Por Sebastián Rivas, desde Estados Unidos Junio 20, 2016

La cita es de Tennessee Williams, el famoso autor de “Un tranvía llamado Deseo”, y hasta el día de hoy sirve como referencia para quienes se adentran a conocer las tierras norteamericanas: “Estados Unidos sólo tiene tres ciudades: Nueva York, San Francisco y Nueva Orleans. Todo lo demás es Cleveland”.

El misterio que encierra la frase es que Cleveland efectivamente parece ser la ciudad promedio en un estado promedio, Ohio, cuya principal atracción internacional es ser cada cuatro años uno de los puntos donde se deciden las elecciones presidenciales. Cleveland, y Ohio, han vivido en las últimas décadas el declive del Medio Oeste estadounidense, el lugar de las grandes fábricas de manufactura y donde el desempleo se mantiene alto y creciendo. Pero además, Cleveland, en un país de ganadores, desde hace mucho tiempo se asociaba a derrota. Hace más de medio siglo.

Cuando LeBron James decidió con sólo 18 años dar el salto a la NBA y entregarse a los brazos del equipo de su ciudad natal, los Cleveland Cavaliers, estaba tomando esa responsabilidad histórica en sus hombros. Era 2003 y parece un mundo atrás, pero para una ciudad que sufría el tema estaba claro: había llegado un salvador. El rey.

Como toda parábola, la historia tuvo un quiebre duro, televisado en vivo y en directo para todo Estados Unidos. Fue en el 2010, cuando James, cansado de las derrotas y mal aconsejado en lo comunicacional, vendió a la cadena ESPN un programa especial en el que disparó una frase que hasta hoy se le enrostra: “Me llevo mi talento a South Beach”, en referencia a Miami, su nuevo lugar. En Cleveland no se lo perdonaron. Quemaron camisetas con su nombre y lo rechazaron. Pero el peor daño fue a la imagen de LeBron, que se convirtió en una especie de Cristiano Ronaldo del básquetbol: demasiado pendiente de su propio éxito, demasiado condescendiente con los demás.

Esa herida no se cicatrizó aun cuando James ganó dos campeonatos con Miami, incluyendo además otras dos finales perdidas, todo en el lapso de cuatro años. A LeBron le iba bien en casi todo.

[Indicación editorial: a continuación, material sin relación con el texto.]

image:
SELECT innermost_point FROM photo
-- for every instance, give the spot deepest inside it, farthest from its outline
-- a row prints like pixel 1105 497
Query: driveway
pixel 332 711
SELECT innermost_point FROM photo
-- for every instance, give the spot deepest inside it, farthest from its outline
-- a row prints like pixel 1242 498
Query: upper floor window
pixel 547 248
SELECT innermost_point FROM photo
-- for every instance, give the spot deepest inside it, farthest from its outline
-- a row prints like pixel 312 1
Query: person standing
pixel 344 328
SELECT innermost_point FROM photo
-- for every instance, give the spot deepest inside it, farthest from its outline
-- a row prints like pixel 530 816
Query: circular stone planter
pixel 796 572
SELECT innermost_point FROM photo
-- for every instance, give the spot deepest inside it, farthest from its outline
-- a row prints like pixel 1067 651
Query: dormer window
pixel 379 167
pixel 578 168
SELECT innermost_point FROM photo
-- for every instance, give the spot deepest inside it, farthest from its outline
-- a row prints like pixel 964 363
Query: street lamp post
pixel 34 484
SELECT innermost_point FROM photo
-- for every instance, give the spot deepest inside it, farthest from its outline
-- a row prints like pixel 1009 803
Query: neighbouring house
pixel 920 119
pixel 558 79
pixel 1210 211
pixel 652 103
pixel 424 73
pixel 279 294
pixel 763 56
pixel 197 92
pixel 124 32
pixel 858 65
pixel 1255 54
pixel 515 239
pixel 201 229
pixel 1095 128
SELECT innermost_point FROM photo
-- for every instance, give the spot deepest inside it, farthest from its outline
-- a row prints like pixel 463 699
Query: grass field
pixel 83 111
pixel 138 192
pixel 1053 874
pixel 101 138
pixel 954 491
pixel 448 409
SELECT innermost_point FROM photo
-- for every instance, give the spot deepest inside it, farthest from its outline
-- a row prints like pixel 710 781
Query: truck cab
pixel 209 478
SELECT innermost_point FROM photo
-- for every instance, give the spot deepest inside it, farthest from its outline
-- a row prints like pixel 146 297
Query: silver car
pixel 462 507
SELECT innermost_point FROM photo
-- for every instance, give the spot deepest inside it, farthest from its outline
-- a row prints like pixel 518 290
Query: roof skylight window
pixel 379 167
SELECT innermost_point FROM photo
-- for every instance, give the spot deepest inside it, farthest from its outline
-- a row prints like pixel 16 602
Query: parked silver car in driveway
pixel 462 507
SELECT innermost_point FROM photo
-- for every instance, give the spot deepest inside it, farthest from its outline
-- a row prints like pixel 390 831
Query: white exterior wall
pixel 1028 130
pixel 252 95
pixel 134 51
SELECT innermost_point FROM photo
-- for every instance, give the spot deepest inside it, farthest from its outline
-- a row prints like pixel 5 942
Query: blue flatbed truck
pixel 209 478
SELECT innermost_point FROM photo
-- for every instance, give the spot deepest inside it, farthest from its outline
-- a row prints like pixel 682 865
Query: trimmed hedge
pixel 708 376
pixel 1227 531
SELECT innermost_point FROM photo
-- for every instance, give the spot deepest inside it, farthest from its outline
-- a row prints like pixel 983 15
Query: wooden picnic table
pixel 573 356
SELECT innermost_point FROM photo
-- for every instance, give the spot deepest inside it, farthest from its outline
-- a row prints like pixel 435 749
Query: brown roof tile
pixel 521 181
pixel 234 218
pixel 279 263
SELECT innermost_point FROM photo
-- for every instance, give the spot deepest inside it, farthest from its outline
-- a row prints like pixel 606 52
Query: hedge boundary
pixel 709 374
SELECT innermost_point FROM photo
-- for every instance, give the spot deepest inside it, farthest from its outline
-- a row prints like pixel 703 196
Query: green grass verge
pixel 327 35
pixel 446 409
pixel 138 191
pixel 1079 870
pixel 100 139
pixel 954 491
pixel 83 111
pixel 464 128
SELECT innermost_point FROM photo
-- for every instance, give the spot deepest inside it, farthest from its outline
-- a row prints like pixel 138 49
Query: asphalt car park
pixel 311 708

Un contrato vitalicio con Nike e inversiones que rentaron por miles de veces –como su participación en la marca de audífonos Beats- le hicieron una fama de inteligente y agudo, pero también de calculador.

Y no era difícil ver que James, hace dos años, hacía un cálculo, pero totalmente distinto, al aceptar el reto y volver a Cleveland a terminar lo que empezó. A Lebron le faltaba el aura de mito que tienen los grandes como Michael Jordan, una gesta que lo separara de aquellos extraordinarios para ponerlo dentro de los imprescindibles. Esa gesta sólo podía ser darle a Cleveland el campeonato de básquetbol que jamás habían tenido, y darle a la ciudad una especie de devolución de la honra perdida.

El destino quiso que LeBron tuviera al frente a otro talento único, Stephen Curry, el jugador de los Golden State Warriors que ha cambiado la forma de jugar al básquetbol por su agresivo estilo de triples, muy distinto al juego clásico de fuerza de James. Curry, también nacido a unos kilómetros de Cleveland, se había consagrado el año pasado y contaba con un equipo histórico que pulverizó cuanta marca había en la temporada regular.

Pero los campeonatos a veces los ganan no los mejores, sino los que tienen más hambre. James lo mostró en su increíble corrida con apenas unos minutos para jugar, cubriendo en diagonal la cancha para hacer un tapón y evitar que su equipo quedara atrás en el marcador. O cuando el estadio rival se congeló al verlo caer visiblemente lesionado para levantarse y anotar el tiro libre que sentenció el partido. LeBron no jugaba ya por el dinero ni por los campeonatos, sino por la gloria y la inmortalidad.

Por eso, no hubo ninguna duda en entregarle el premio del Jugador Más Valioso de las finales. Tampoco había dudas en lo que diría James al recibirlo: que había vuelto a Cleveland por la deuda que tenía, y que se sentía feliz, como un hijo pródigo, al completar lo que parecía ser su tarea clave en la búsqueda de ser una leyenda. El último de sus trabajos, claro está, era dar vuelta la frase de Tennessee Williams, porque por unos días Estados Unidos, en cuanto a básquetbol, sólo tendrá una ciudad: Cleveland. Y todo lo demás deberá rendirse por un momento ante el paso del rey.